Aynı yerdeki Hırka-i Şerif Dairesi ise, sonradan Sultan Yavuz Selim tarafından yaptırılmıştır. Yavuz, Hırka-i Saadet Dairesi’ni Has Oda’nın üstüne bina ettirmiştir. IV. Murad da Hırka-i Saadet’in karşısına yeni bir Has Oda yaptırmış, bu suretle eski yer terkedilmiştir. Yavuz, binadaki tadilatı yaptırdığı sırada buraya hazine, kiler ve emektar çuhadarları da naklettirmiş ve bunların mevcudunu arttırarak sayılarını kırka çıkarmıştır.

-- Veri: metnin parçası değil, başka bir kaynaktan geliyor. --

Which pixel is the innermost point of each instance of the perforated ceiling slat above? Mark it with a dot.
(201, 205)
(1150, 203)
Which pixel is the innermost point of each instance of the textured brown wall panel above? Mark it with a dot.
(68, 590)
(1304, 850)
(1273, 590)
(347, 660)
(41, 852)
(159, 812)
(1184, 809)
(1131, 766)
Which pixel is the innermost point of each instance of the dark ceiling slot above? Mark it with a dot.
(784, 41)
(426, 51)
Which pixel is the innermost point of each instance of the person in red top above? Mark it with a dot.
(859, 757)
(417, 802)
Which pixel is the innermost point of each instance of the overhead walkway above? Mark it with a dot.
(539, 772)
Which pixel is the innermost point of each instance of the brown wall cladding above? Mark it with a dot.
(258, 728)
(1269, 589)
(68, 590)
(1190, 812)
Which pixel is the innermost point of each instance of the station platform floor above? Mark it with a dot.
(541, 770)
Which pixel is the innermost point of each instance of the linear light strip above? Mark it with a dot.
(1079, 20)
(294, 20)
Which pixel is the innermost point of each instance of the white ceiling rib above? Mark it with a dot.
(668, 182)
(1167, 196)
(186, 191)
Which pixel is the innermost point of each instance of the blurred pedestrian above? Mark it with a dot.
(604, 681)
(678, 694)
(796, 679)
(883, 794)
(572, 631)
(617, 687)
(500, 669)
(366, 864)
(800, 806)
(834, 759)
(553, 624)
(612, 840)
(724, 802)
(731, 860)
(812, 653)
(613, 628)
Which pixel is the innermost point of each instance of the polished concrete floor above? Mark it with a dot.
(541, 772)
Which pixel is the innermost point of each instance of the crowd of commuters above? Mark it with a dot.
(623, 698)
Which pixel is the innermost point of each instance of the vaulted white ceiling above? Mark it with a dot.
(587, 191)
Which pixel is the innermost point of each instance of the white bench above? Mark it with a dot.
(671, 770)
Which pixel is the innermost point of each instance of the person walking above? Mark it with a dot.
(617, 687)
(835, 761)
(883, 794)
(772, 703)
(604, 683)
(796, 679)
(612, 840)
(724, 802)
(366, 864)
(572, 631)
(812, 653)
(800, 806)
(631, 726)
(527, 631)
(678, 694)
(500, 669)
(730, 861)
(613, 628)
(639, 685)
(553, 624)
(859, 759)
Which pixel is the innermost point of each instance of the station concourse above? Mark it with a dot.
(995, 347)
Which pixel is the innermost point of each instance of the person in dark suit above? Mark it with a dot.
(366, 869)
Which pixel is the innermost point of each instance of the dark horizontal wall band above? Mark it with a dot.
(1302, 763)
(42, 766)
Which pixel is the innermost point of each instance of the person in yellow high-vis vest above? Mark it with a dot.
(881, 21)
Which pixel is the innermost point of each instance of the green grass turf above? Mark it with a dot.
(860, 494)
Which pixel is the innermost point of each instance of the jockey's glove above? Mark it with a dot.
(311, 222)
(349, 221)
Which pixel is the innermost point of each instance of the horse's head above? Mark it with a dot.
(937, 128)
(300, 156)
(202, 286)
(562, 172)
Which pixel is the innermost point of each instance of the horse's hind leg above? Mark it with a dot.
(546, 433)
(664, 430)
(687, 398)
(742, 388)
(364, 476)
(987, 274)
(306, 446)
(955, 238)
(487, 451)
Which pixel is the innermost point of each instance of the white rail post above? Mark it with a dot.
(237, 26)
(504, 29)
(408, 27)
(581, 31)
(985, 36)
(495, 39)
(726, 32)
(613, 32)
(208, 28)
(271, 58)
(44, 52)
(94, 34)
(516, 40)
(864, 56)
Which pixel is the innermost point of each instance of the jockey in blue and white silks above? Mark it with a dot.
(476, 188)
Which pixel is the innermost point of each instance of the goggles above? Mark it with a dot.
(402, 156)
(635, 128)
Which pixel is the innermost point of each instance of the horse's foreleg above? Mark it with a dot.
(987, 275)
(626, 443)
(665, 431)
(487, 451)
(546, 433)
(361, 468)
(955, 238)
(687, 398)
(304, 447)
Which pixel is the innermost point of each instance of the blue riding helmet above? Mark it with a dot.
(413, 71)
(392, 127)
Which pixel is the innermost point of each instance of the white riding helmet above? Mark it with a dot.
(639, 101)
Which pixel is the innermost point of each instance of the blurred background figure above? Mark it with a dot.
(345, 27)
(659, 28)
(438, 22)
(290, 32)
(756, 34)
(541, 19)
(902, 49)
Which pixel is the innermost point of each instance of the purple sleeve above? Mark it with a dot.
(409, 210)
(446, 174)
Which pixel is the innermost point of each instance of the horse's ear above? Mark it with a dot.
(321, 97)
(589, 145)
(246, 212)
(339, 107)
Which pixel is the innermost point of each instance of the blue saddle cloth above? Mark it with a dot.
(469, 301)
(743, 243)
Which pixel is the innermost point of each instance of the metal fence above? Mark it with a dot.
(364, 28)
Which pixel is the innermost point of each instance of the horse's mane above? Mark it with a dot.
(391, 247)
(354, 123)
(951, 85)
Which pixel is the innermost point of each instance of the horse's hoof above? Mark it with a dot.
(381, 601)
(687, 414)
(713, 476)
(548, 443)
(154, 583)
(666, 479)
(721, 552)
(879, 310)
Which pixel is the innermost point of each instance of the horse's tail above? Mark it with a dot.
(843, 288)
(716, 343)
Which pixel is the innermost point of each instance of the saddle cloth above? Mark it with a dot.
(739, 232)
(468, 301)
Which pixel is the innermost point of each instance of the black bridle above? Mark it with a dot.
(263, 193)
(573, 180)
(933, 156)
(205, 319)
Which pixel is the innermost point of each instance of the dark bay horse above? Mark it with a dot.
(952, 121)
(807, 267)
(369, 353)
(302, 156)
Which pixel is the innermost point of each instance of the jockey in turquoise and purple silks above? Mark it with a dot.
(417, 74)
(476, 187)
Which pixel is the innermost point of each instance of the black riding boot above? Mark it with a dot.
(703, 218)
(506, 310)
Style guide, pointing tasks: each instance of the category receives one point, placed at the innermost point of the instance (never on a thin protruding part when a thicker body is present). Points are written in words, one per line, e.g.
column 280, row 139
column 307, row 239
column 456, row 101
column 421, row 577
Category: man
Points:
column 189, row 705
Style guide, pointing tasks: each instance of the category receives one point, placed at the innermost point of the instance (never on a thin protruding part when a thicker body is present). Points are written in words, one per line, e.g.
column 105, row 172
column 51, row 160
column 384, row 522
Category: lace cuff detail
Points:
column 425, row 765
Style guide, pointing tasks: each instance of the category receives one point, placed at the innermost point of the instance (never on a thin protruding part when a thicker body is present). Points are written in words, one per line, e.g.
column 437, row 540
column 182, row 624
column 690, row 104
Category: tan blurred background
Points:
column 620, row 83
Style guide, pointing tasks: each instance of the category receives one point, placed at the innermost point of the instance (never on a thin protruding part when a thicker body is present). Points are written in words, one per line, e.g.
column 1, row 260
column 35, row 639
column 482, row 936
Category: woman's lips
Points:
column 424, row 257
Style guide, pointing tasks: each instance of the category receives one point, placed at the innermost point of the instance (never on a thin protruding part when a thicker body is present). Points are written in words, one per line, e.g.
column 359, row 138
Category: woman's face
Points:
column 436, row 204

Has Oda’nın XVI. yüzyıldan XVII. yüzyıl sonlarına kadar, derece itibariyle en büyükleri Has Oda Başı, Silahtar, Çuhadar, Rikabdar, Tülbent Gulamı ve Miftah Gulamı idi. Bunlar da dahil olduğu halde Has Oda mevcudu kırk kişiden oluşurdu. İlk dört ağaya arz ağaları adı verilirdi. Fatih’in Kanunnamesi’nde, Has Oda’dan sadece Has Oda Başı, sahib-i arz olup Silahtar, Çuhadar, Rikapdar’ın böyle bir durumu yoktu. Bu üçünün arz ağalıkları daha sonradır. Has Oda Başı XVIII. yüzyıl sonlarına kadar Silahdar, Çuhadar, Rikapdar, Tülbent Gulamı, Miftah Gulamı’nın dışında Has Oda’nın fertlerini cezalandırır, gerekirse padişaha arzeder, fakat sayılan beş ağa hakkında böyle bir muamele yapamazdı.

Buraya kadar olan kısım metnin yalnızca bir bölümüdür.